Tabular data remains one of the most widely used data modalities in real-world machine learning applications. Recently, TabPFN (Tabular Prior-Data Fitted Network) has emerged as a foundation model for tabular data, showing strong performance particularly in low-data regimes.
This project aims to empirically investigate the behavior of TabPFN and answer the following questions:
- When does TabPFN outperform traditional machine learning models?
- How does TabPFN behave under challenging conditions such as limited data and label noise?
- What are the limitations of TabPFN compared to established methods?
We evaluate model performance across varying training dataset sizes:
- Sample sizes: 50, 100, 200, 500, 1000
- Models compared:
- TabPFN
- XGBoost
- Logistic Regression
The goal is to understand how models behave when training data is scarce.
We introduce synthetic label noise into the training data:
- Noise levels: 0%, 10%, 20%, 30%, 40%
- Models compared:
- TabPFN
- XGBoost
- Logistic Regression
This experiment evaluates robustness to corrupted supervision, which is common in real-world datasets.
- TabPFN performs strongly in low-data regimes, often outperforming traditional models when the number of training samples is limited.
- TabPFN demonstrates stable performance under increasing label noise, particularly in high-noise settings (30–40%).
- XGBoost shows significant degradation under high label noise, indicating sensitivity to corrupted labels.
- Logistic Regression degrades steadily as noise increases, highlighting the limitations of linear models under noisy supervision.

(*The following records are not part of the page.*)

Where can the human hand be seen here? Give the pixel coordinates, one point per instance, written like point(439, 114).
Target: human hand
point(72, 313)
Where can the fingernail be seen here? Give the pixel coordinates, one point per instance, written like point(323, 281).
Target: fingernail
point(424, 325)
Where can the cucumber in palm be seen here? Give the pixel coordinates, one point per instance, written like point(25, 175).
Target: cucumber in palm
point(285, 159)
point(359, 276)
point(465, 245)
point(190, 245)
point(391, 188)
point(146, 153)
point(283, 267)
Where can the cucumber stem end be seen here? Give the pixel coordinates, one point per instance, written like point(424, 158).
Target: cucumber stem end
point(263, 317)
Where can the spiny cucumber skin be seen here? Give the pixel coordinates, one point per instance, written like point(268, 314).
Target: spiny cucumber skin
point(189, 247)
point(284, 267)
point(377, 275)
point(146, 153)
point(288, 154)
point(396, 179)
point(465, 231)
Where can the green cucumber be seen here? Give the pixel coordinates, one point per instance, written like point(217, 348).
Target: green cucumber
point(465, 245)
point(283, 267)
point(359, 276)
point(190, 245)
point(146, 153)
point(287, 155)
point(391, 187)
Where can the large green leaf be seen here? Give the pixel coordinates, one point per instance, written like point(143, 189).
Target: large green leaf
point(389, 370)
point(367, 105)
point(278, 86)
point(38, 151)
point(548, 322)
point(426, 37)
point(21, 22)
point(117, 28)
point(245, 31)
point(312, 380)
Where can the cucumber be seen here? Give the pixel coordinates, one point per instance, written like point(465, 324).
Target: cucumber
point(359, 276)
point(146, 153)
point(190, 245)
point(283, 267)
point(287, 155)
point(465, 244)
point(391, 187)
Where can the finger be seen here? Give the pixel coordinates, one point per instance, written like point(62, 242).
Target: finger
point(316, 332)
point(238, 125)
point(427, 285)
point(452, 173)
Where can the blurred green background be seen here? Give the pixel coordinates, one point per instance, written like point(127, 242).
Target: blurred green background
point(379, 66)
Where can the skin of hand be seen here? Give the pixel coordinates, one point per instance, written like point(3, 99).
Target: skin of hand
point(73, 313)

- In clean data settings, traditional models can be competitive or slightly outperform TabPFN.
The results suggest that TabPFN provides a robust alternative to traditional tabular learning methods, particularly in challenging scenarios such as limited data availability and noisy labels. Its prior-based learning approach appears to contribute to improved generalization under such conditions.